Immediately, two of the Mission’s sharp-eyed ushers descended upon the offender, hauled him out of the pew and hustled him toward the exit at the back of the chapel. As he was escorted out, the poor bastard just kept moaning, ‘I broke my mickey! I broke my mickey!’ Which naturally prompted scattered snickering from his fellow tramps. Fortunately, the interruption seemed to fluster Reverend Floyd and he cut his sermon short. Next thing we knew, he was telling us to open our songbooks to the closing hymn. After we’d all mumbled through a less-than-rousing rendition of ‘Bringing in the Sheaves’, o
ur ear-beating finally came to an end – leaving us free at last to follow our noses toward the aroma of fresh-baked lasagne that had been wafting into the chapel from the adjacent kitchen and tormenting us all for the past forty-five minutes.

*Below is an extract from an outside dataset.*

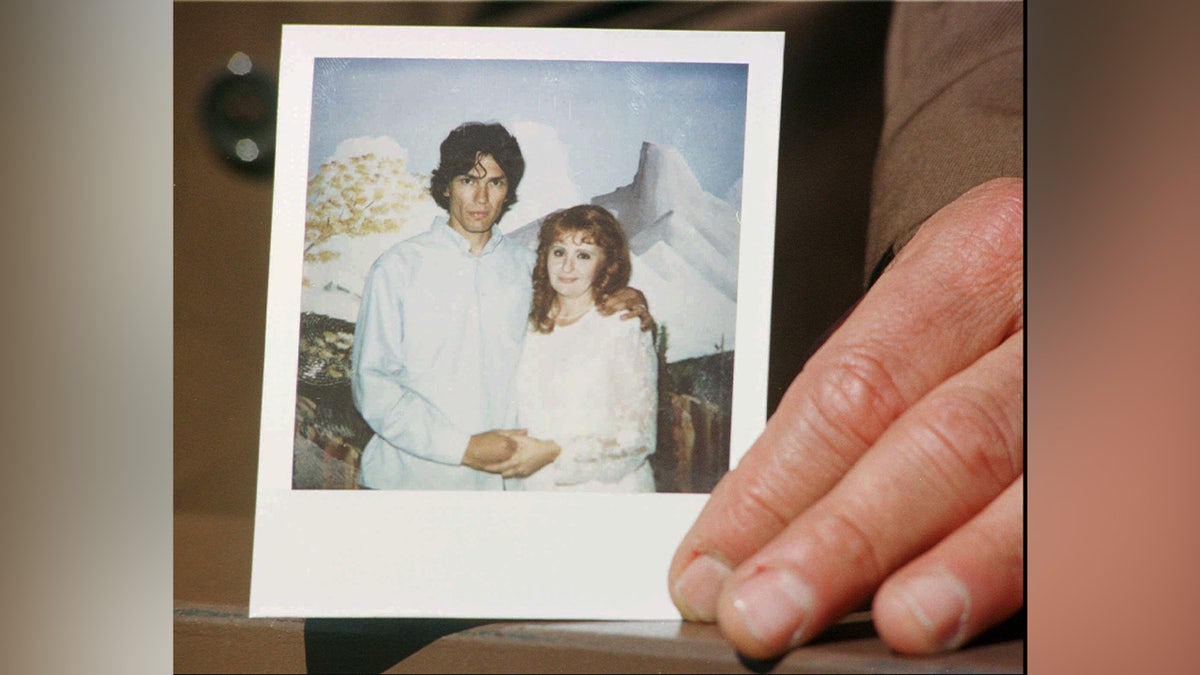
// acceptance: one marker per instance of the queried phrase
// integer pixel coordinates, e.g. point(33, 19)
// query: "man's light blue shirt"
point(436, 347)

John and I found two seats at the same table and enjoyed our meal together before he said goodnight and hit the streets for the hike to his ‘secret campsite’ beneath an overpass somewhere in the industrial area out on the northwestern fringe of Old Town, where he chose to sleep on nights when it wasn’t too cold. ‘Anyway, I can show you where it is once you’ve used up your three nights at the Mission. Then if you need to camp out, you’ll have a spot. Look for me at breakfast time. I’ll be back in the morning.’

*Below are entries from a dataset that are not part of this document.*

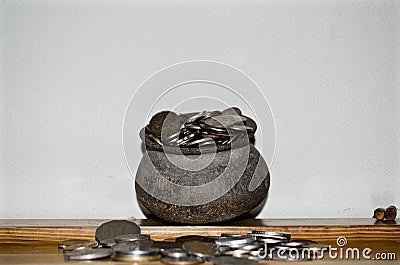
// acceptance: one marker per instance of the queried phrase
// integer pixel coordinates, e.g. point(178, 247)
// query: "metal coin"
point(199, 249)
point(253, 246)
point(235, 241)
point(115, 228)
point(88, 254)
point(230, 235)
point(153, 137)
point(174, 253)
point(157, 121)
point(128, 247)
point(271, 240)
point(293, 244)
point(182, 261)
point(107, 243)
point(232, 111)
point(135, 258)
point(66, 243)
point(235, 252)
point(201, 141)
point(84, 246)
point(273, 234)
point(166, 245)
point(224, 121)
point(131, 238)
point(189, 238)
point(226, 260)
point(317, 247)
point(196, 117)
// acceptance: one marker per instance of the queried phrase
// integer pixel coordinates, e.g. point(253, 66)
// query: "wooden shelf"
point(35, 241)
point(14, 230)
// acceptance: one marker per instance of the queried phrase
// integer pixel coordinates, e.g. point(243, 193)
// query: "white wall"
point(329, 69)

The remainder of the evening followed much the same routine I’d been through while staying at the Ozanam Inn in New Orleans. I got to take my first shower in over a week and, later, one of the volunteers at the Clothing Exchange window hooked me up with a complete set of clean clothes – brand new tube socks and cotton boxers, plus a decent pair of used blue jeans and a faded green sweatshirt emblazoned with the logo of the Oregon Ducks. I particularly appreciated the sweatshirt, figuring there might be advantages to passing for a local somewhere down the line. If only I’d been able to score a better-fitting pair of shoes, I’d have been totally set. But the clerk said I’d have to hit the St Vincent de Paul thrift shop for footwear – the Mission exchange didn’t have enough room to stock used shoes.
Except for the fact that the Rescue Mission issued ass-draughty hospital gowns instead of pyjamas to its overnight guests (a cringe-worthy fashion faux pas that exposed more of God’s handiwork than anyone was happy to see), the biggest difference between the Oz and its Portland counterpart was the size of the crowd in the dormitory. The Mission dorm was set up with bunk beds, automatically doubling its capacity. Which also, unfortunately, meant doubling the amount of coughing and snoring and night cries that echoed all around me in the darkness after lights-out. But I’d learned my lesson in New Orleans, and I made sure not to climb up into one of the sagging upper bunks until I’d fitted myself with a set of toilet-tissue earplugs.